Carmel Somers: The best potato dish ever in this tasty time machine

Cooking favourites stirs up fond memories of special times with family and friends

 

Food has a way of transporting us back to the past, through the smells, tastes and textures playing with our memories. We use food to connect with each other and from those moments we build our memories.

Every time I’m in the kitchen there isn’t an ingredient, cooking process or dish that doesn’t trigger some memory – be it the familiar grower’s work, my daughters whims, the wisdom of a chef I have worked with, friends or students who have passed on a tip, or memories of a customer who orders the same dish time after time.

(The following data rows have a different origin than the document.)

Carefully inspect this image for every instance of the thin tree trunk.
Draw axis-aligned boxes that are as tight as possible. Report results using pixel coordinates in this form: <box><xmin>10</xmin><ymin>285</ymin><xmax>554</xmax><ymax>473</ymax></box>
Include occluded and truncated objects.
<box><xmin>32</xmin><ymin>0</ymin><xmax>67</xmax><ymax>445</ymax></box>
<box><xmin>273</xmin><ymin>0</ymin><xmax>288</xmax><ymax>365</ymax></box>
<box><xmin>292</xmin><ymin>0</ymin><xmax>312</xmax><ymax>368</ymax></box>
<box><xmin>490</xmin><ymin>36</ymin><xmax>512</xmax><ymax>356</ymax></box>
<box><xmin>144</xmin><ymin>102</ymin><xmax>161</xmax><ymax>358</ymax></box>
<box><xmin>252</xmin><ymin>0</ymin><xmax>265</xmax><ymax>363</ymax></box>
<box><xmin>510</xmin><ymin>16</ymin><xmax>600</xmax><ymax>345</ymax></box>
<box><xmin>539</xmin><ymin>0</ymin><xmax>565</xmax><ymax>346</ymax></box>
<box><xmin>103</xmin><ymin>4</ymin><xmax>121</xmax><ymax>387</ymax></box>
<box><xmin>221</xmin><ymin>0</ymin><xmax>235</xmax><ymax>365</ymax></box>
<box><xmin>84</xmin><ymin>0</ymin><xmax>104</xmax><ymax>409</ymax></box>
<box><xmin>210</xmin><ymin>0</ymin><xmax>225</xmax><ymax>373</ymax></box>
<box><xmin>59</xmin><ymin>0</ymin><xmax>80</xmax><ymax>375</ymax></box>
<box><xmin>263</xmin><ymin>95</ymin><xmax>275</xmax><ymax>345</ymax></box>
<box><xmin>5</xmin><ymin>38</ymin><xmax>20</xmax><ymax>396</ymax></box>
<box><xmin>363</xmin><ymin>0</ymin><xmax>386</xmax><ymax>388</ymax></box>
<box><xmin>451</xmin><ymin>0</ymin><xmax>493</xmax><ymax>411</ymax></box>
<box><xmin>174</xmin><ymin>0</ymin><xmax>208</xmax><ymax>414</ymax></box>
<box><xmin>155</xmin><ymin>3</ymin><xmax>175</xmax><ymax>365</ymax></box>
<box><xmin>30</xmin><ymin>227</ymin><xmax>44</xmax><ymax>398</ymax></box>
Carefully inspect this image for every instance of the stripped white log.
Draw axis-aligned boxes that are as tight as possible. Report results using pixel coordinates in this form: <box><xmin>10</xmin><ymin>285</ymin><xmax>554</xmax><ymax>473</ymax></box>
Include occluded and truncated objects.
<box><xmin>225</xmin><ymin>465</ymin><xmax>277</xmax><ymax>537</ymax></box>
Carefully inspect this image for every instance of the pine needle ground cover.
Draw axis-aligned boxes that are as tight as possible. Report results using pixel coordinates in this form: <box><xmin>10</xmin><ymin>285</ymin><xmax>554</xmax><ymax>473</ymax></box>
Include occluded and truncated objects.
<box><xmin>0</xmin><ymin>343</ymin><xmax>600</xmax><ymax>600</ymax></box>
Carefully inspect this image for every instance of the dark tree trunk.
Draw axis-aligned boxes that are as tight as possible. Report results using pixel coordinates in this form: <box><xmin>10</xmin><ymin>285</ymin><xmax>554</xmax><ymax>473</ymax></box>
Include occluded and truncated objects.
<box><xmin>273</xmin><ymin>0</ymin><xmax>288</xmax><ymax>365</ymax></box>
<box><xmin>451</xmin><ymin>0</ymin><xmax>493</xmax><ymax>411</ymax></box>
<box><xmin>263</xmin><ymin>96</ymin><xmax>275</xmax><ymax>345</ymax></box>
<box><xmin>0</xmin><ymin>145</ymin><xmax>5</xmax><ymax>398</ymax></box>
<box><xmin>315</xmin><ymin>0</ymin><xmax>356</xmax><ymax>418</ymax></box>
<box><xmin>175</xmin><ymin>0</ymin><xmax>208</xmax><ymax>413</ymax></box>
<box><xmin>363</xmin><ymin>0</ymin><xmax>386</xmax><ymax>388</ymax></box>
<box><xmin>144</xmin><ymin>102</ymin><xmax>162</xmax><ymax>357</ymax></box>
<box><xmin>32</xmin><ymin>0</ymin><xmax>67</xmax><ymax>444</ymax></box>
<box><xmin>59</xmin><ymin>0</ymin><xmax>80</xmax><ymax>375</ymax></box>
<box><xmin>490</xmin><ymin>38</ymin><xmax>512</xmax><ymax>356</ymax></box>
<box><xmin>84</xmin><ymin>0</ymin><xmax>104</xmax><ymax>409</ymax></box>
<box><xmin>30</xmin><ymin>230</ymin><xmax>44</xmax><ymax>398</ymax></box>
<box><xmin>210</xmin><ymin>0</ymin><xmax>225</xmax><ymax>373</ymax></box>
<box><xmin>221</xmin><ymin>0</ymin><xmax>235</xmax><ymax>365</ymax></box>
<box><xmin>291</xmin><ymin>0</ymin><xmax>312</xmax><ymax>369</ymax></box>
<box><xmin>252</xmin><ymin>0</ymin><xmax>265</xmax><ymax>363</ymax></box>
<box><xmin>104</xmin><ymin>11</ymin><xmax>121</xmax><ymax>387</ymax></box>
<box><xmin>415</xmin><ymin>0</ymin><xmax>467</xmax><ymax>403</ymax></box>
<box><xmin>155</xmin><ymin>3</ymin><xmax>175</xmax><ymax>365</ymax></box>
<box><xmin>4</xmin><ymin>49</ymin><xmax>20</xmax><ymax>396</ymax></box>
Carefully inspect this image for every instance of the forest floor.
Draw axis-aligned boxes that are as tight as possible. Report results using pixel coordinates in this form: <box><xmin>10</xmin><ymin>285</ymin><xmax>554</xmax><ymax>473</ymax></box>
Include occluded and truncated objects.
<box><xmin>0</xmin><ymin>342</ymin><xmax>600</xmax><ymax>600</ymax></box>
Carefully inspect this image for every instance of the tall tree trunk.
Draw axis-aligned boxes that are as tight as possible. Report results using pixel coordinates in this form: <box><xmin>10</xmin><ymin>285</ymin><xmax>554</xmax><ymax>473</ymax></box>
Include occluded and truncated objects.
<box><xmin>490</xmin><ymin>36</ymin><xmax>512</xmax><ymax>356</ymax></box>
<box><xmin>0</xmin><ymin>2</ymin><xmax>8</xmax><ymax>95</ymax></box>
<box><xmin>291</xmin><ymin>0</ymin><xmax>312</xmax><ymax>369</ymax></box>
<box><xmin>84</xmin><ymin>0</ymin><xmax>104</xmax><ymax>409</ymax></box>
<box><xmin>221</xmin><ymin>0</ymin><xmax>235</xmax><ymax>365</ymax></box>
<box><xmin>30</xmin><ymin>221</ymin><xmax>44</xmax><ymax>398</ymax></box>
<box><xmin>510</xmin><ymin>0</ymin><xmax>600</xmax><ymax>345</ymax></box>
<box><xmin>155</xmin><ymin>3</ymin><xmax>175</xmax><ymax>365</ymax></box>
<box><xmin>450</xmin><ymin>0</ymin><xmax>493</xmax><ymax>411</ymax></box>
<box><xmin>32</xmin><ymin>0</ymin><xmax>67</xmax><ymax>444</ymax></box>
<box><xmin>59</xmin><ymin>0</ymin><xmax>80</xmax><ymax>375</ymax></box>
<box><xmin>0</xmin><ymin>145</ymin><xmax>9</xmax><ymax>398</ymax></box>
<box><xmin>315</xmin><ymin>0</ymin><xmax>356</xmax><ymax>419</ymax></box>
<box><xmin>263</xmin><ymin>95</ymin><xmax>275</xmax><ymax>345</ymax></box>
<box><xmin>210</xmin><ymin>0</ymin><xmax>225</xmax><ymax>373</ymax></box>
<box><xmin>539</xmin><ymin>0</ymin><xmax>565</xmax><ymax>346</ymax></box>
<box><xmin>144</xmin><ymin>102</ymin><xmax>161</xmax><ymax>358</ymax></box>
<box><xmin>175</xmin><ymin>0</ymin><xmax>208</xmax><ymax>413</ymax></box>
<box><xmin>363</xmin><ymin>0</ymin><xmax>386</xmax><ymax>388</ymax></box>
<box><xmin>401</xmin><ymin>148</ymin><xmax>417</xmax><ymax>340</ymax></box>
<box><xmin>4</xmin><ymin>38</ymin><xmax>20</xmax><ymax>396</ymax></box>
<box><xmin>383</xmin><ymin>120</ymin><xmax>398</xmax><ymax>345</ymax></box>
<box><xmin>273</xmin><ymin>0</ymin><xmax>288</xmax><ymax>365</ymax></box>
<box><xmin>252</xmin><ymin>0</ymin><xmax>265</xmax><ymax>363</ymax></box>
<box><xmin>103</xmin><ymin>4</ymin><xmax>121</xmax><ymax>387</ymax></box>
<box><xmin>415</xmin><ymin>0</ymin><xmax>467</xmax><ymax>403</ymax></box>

My two great mentors, Colin White and Stephen Markwick, are my constant source of memories while I am cooking, planning my menus and teaching. They both cooked with the famous George Perry-Smith of the Hole in the Wall in Bath, and from there learnt to cook with honesty, instinct and a sense of generosity. They instilled in me the importance of tasting and seasoning as soon as possible in a dish. I learnt from them how we must cook food we like to eat ourselves, we should never take shortcuts and we should always serve the dish to the best of our ability no matter who our guest is. So from the beginning of any cooking process fond memories of these great cooks and my time spent in their kitchens come flooding back as soon as I add the salt, and with every taste.

Over the years it has become very obvious that I am better at recalling my customers by their dishes than by their names. We have the fish soup people (now family friends), the meringue family, the ham man, the mezze girl, the lobster family, and the very stylish crab tart ladies (from the wonderfully stylish Wish in Skibbereen). I’ve always felt it’s an honour to be part of my customers’ food memories as I know how much mine mean to me, and I have made many friends through the shared appreciation we have built up of good food. Similarly, memories of past staff come flooding back when I’m cooking a dish that I would have created during their time with us.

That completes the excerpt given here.